This summer, I switched regions beginning as the New England Region Developmental Lead. This has meant saying good bye to the Central East Region. Not really goodbye, I’m still UUA staff and I’ll still surely see you at various online programs. But, still, it is a goodbye of sorts.
My first stint as Ohio Meadville District staff was while I was in seminary. I was the new Young Adult and Campus Ministry Consultant. A title longer than the hours or stipend! Later I worked half time in both Saint Lawrence and Ohio Meadville Districts with youth, young adult, and social justice ministries. And then in 2014 began work in our first “primary contact” experiment.
My ministry to and with you has been deeply formational. I have learned from you and with you. And one of those lessons keeps being how relationship matters. Both the trust built through the experience of shared leadership and the shared relationship as human beings, as the particular humans we are.

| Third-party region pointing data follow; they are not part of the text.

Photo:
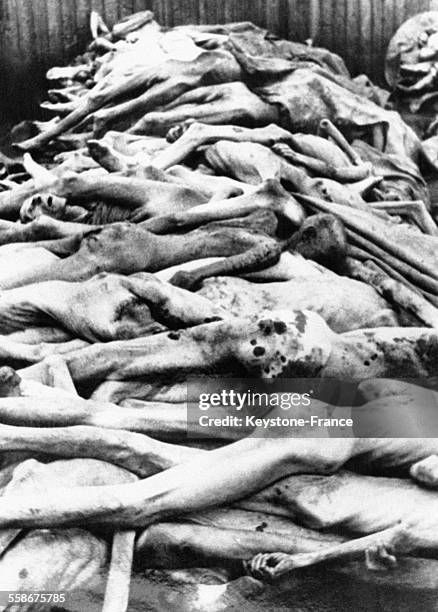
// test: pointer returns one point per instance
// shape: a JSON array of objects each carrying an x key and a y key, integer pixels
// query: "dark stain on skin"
[
  {"x": 262, "y": 526},
  {"x": 266, "y": 326},
  {"x": 212, "y": 319},
  {"x": 280, "y": 327},
  {"x": 300, "y": 322}
]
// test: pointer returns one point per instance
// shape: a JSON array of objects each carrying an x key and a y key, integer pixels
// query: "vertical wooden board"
[
  {"x": 69, "y": 31},
  {"x": 274, "y": 16},
  {"x": 378, "y": 42},
  {"x": 314, "y": 19},
  {"x": 83, "y": 11},
  {"x": 111, "y": 12},
  {"x": 298, "y": 17},
  {"x": 364, "y": 63},
  {"x": 353, "y": 48},
  {"x": 324, "y": 23},
  {"x": 338, "y": 26},
  {"x": 185, "y": 12},
  {"x": 124, "y": 8}
]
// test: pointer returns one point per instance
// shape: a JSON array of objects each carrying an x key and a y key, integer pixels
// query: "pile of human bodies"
[{"x": 212, "y": 200}]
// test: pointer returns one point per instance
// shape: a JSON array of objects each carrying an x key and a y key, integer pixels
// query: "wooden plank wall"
[{"x": 36, "y": 34}]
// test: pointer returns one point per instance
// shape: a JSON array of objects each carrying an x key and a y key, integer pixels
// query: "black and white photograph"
[{"x": 218, "y": 305}]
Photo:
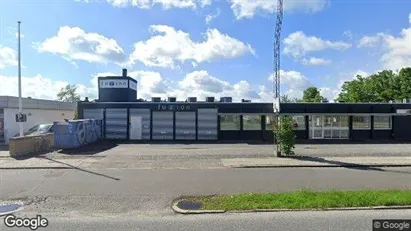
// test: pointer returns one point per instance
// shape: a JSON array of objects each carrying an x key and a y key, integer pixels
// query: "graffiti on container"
[
  {"x": 87, "y": 131},
  {"x": 42, "y": 145}
]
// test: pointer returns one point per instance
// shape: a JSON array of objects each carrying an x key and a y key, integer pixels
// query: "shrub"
[{"x": 286, "y": 136}]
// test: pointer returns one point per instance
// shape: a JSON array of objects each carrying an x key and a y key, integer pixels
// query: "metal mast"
[{"x": 277, "y": 68}]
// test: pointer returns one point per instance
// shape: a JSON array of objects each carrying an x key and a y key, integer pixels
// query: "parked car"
[{"x": 38, "y": 129}]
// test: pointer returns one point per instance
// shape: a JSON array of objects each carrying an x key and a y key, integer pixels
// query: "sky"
[{"x": 200, "y": 48}]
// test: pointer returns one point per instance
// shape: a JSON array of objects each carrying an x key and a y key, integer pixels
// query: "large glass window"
[
  {"x": 328, "y": 127},
  {"x": 382, "y": 122},
  {"x": 251, "y": 122},
  {"x": 361, "y": 122},
  {"x": 299, "y": 122},
  {"x": 229, "y": 122},
  {"x": 270, "y": 122}
]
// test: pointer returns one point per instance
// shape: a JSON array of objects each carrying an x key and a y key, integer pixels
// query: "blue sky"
[{"x": 324, "y": 42}]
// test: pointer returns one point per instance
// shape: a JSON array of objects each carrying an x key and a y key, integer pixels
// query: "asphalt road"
[
  {"x": 142, "y": 192},
  {"x": 304, "y": 221}
]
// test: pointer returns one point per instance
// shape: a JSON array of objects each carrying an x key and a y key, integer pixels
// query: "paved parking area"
[{"x": 253, "y": 150}]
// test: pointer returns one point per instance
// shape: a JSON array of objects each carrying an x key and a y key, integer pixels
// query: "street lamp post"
[{"x": 19, "y": 79}]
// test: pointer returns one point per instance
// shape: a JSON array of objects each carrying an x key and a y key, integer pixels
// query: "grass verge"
[{"x": 305, "y": 199}]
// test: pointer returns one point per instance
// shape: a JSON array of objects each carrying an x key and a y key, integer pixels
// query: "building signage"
[
  {"x": 132, "y": 85},
  {"x": 114, "y": 83},
  {"x": 174, "y": 107}
]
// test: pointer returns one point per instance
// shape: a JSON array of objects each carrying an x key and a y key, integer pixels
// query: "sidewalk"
[{"x": 307, "y": 161}]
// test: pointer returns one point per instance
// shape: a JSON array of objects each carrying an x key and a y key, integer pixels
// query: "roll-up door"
[
  {"x": 93, "y": 114},
  {"x": 207, "y": 124},
  {"x": 185, "y": 126},
  {"x": 116, "y": 123},
  {"x": 145, "y": 115},
  {"x": 163, "y": 125}
]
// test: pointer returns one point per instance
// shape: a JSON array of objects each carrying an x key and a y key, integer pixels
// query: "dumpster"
[{"x": 77, "y": 133}]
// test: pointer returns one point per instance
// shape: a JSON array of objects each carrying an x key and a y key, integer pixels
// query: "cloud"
[
  {"x": 147, "y": 4},
  {"x": 8, "y": 57},
  {"x": 348, "y": 34},
  {"x": 371, "y": 41},
  {"x": 396, "y": 50},
  {"x": 298, "y": 44},
  {"x": 73, "y": 43},
  {"x": 210, "y": 17},
  {"x": 169, "y": 46},
  {"x": 36, "y": 86},
  {"x": 316, "y": 61},
  {"x": 247, "y": 9}
]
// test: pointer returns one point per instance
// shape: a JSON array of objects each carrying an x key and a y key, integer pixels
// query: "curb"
[
  {"x": 33, "y": 168},
  {"x": 324, "y": 166},
  {"x": 184, "y": 211}
]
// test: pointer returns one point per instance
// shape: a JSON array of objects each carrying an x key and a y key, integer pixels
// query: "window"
[
  {"x": 251, "y": 122},
  {"x": 361, "y": 122},
  {"x": 382, "y": 122},
  {"x": 270, "y": 122},
  {"x": 229, "y": 122},
  {"x": 299, "y": 122}
]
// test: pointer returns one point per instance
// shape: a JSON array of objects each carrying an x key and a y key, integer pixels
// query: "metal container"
[{"x": 77, "y": 133}]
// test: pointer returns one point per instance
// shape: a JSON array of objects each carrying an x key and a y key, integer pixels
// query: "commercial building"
[
  {"x": 126, "y": 117},
  {"x": 37, "y": 111}
]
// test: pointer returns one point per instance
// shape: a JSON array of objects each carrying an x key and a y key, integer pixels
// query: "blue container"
[{"x": 77, "y": 133}]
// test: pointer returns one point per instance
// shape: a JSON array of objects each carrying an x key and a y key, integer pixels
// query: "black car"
[{"x": 38, "y": 129}]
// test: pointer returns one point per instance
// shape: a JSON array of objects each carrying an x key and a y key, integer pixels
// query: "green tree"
[
  {"x": 285, "y": 135},
  {"x": 380, "y": 87},
  {"x": 68, "y": 94},
  {"x": 312, "y": 95}
]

Both our babies were born while I was district and regional staff and they’ve been to many of your congregations’ nurseries and popped into many zoom meetings. They’ve eaten cake after installations and hung out during clean up of all day workshops. Thank you for your patience and understanding when I returned phone calls from playgrounds or juggled zoom school around our meetings. You’ve let me be human. And thank you for sharing yourselves in return; your stories, your lives, sometimes your cats on zoom.
I experienced how these relationships of trust especially helped us when we needed to do hard things together. Like, when your congregation was going through something hard and you reached out for support. Regional staff don’t have easy pat answers. Guesses maybe, guidance for sure, but not answers. But we hold the questions together and ask new ones. Think about who might have good answers, or at least stories that might lead to new perspectives. We listen together to what is happening under the surface and find what really needs untangling. We can do that together because of the trust built in relationship.

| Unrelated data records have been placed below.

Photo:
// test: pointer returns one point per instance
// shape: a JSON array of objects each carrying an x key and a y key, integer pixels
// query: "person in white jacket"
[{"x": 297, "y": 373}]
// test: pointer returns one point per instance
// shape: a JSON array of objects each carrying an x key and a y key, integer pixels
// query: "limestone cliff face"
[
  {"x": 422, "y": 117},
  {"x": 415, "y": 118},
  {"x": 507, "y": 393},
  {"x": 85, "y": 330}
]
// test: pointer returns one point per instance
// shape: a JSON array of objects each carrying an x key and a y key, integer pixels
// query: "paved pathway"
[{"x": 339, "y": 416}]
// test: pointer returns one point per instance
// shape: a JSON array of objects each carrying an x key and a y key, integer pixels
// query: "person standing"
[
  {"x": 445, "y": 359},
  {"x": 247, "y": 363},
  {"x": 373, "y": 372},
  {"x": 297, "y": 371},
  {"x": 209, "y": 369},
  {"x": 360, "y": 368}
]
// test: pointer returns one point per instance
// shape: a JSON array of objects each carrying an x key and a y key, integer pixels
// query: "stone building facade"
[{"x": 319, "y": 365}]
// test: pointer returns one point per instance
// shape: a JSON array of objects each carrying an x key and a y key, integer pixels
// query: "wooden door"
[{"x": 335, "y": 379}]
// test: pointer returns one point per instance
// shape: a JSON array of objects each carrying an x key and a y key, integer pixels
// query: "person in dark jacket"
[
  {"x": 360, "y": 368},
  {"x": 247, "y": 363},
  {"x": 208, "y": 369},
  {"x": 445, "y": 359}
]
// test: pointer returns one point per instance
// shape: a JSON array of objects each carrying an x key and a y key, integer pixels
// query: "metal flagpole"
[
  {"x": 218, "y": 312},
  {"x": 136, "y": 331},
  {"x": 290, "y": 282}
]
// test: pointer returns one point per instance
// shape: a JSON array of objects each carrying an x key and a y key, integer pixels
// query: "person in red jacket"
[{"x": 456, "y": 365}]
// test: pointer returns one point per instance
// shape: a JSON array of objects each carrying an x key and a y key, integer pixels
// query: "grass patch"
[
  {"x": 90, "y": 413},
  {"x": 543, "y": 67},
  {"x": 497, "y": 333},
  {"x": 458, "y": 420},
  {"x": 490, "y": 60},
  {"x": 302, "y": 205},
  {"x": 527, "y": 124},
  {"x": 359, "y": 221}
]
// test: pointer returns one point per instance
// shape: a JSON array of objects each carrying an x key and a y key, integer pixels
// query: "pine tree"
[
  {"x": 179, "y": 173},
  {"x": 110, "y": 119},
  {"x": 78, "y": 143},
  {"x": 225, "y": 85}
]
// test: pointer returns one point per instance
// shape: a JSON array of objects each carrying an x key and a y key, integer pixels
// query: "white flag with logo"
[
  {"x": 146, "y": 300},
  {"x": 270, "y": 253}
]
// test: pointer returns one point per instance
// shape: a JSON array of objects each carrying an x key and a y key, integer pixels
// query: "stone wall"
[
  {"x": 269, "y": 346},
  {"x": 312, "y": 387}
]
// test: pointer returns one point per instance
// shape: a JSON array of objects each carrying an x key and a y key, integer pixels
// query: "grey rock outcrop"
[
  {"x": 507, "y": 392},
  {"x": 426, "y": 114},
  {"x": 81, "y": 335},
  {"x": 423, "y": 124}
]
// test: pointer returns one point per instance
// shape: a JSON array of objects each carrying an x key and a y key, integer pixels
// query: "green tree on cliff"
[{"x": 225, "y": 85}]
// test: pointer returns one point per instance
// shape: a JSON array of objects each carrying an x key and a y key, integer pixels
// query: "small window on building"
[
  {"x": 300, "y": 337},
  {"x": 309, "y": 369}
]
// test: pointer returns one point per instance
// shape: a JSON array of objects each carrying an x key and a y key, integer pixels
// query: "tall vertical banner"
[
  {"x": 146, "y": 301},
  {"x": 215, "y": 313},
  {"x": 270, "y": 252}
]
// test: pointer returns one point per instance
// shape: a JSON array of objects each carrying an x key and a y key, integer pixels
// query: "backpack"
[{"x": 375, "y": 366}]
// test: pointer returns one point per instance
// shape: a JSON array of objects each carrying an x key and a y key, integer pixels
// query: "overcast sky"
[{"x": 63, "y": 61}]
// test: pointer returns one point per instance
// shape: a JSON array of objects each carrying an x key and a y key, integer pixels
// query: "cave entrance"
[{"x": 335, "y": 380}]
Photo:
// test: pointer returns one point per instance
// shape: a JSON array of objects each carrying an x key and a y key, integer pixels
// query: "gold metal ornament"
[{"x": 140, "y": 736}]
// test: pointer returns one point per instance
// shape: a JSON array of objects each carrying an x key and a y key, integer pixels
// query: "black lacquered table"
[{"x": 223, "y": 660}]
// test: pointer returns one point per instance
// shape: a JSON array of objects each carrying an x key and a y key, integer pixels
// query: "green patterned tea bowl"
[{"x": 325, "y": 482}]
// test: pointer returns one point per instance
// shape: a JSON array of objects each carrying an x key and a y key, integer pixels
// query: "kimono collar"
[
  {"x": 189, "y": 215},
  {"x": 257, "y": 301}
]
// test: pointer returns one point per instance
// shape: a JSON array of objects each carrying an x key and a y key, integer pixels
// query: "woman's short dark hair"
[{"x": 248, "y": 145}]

But it’s not just the relationship between regional staff and congregation that matters! I’ve seen over and over again how much relationship between congregations strengthens and sustains congregational leaders.

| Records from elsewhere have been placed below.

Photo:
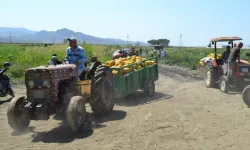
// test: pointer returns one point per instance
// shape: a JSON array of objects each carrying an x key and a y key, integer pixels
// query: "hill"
[{"x": 22, "y": 35}]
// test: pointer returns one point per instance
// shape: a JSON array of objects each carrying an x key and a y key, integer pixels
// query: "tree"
[{"x": 65, "y": 41}]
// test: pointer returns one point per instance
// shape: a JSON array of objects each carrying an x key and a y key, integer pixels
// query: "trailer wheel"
[
  {"x": 76, "y": 113},
  {"x": 246, "y": 95},
  {"x": 224, "y": 84},
  {"x": 149, "y": 87},
  {"x": 17, "y": 119},
  {"x": 102, "y": 91}
]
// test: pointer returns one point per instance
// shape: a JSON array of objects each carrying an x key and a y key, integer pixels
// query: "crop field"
[{"x": 24, "y": 56}]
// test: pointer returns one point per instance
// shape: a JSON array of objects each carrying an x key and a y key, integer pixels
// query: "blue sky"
[{"x": 197, "y": 20}]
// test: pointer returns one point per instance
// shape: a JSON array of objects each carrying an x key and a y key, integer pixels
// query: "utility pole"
[
  {"x": 54, "y": 40},
  {"x": 10, "y": 38},
  {"x": 127, "y": 38},
  {"x": 181, "y": 43}
]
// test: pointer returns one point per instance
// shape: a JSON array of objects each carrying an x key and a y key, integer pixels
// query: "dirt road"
[{"x": 183, "y": 115}]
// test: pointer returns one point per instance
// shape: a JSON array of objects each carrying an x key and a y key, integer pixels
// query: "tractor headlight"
[
  {"x": 46, "y": 83},
  {"x": 31, "y": 83}
]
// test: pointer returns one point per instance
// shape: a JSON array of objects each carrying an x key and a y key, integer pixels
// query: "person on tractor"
[
  {"x": 133, "y": 52},
  {"x": 76, "y": 55},
  {"x": 226, "y": 54},
  {"x": 234, "y": 55},
  {"x": 54, "y": 60}
]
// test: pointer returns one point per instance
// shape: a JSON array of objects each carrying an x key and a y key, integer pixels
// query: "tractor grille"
[{"x": 244, "y": 70}]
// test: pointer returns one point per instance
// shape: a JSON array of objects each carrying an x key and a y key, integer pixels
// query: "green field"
[{"x": 24, "y": 56}]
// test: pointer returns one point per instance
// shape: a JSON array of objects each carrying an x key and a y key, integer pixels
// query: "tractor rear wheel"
[
  {"x": 76, "y": 113},
  {"x": 102, "y": 91},
  {"x": 246, "y": 95},
  {"x": 224, "y": 86},
  {"x": 210, "y": 77},
  {"x": 17, "y": 119}
]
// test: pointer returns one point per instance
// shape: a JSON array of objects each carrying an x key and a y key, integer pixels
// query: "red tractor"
[{"x": 216, "y": 70}]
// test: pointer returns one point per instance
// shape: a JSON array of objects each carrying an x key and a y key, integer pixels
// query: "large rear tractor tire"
[
  {"x": 76, "y": 113},
  {"x": 17, "y": 119},
  {"x": 246, "y": 95},
  {"x": 149, "y": 87},
  {"x": 210, "y": 77},
  {"x": 102, "y": 91},
  {"x": 224, "y": 85}
]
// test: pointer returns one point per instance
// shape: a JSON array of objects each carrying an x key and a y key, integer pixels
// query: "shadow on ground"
[
  {"x": 4, "y": 101},
  {"x": 113, "y": 116},
  {"x": 139, "y": 98},
  {"x": 26, "y": 131},
  {"x": 61, "y": 134}
]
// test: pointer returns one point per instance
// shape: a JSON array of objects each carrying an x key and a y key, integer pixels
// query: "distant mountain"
[
  {"x": 22, "y": 35},
  {"x": 5, "y": 31}
]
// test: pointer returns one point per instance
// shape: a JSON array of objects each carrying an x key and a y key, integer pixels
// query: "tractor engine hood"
[{"x": 49, "y": 77}]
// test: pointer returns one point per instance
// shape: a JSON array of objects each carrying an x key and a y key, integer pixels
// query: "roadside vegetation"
[{"x": 23, "y": 57}]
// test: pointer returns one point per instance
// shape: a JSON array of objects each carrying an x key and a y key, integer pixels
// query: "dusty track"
[{"x": 183, "y": 115}]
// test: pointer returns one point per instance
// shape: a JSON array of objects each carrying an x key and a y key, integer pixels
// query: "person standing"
[
  {"x": 76, "y": 55},
  {"x": 140, "y": 51},
  {"x": 163, "y": 53},
  {"x": 234, "y": 55}
]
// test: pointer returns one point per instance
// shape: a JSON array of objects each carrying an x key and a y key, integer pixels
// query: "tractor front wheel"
[
  {"x": 17, "y": 119},
  {"x": 76, "y": 113}
]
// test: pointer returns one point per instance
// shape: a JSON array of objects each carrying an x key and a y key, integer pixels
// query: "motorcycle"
[{"x": 5, "y": 86}]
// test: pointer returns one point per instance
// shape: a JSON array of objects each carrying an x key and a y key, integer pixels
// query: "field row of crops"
[{"x": 23, "y": 56}]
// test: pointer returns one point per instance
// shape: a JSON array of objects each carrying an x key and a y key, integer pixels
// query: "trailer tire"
[
  {"x": 246, "y": 95},
  {"x": 17, "y": 120},
  {"x": 102, "y": 91},
  {"x": 76, "y": 113},
  {"x": 149, "y": 87}
]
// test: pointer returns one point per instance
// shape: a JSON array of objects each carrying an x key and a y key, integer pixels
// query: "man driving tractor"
[
  {"x": 235, "y": 54},
  {"x": 226, "y": 54},
  {"x": 76, "y": 55}
]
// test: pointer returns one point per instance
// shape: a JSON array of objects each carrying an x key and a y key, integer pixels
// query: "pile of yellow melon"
[
  {"x": 211, "y": 55},
  {"x": 138, "y": 63}
]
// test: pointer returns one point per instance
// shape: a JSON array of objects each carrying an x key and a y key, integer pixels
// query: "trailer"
[{"x": 143, "y": 79}]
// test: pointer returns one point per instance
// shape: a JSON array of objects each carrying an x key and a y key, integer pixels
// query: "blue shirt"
[{"x": 78, "y": 54}]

Relationship between congregations has always been a part of our movement. The historically Universalist congregation I served in North Olmsted has records of how that congregation used to not only gather at the annual Ohio Universalist convention but also at smaller regional associations that gathered annually. I’ve seen the power of the relationships between volunteer leaders built over time at workshops, hanging out at youth events, annual cluster worship services, and CERSI. The fabric of relationship between and among congregations matters.
I don’t know exactly how those relationships will be formed in the future. The world is different now than it was in 2019. There’s not only the before the covid-19 pandemic, but also the before online meetings, the before email, the before Unitarian and Universalist merger. How and where those relationships form have changed over and over again. But, the need for relationship is no different than when Universalists camped on the grounds of the North Olmsted church for the “Western Reserve” association gathering.
The forms of connection will keep changing, but the power of the relationships will endure. I am taking with me the blessings I’ve received from my connections with you. And I hope you will keep building relationships with each other and those growing into leadership. I hope you will seek and nurture connections which will nurture and support you. And that you will feel as blessed by those relationships as I feel by mine with all of you.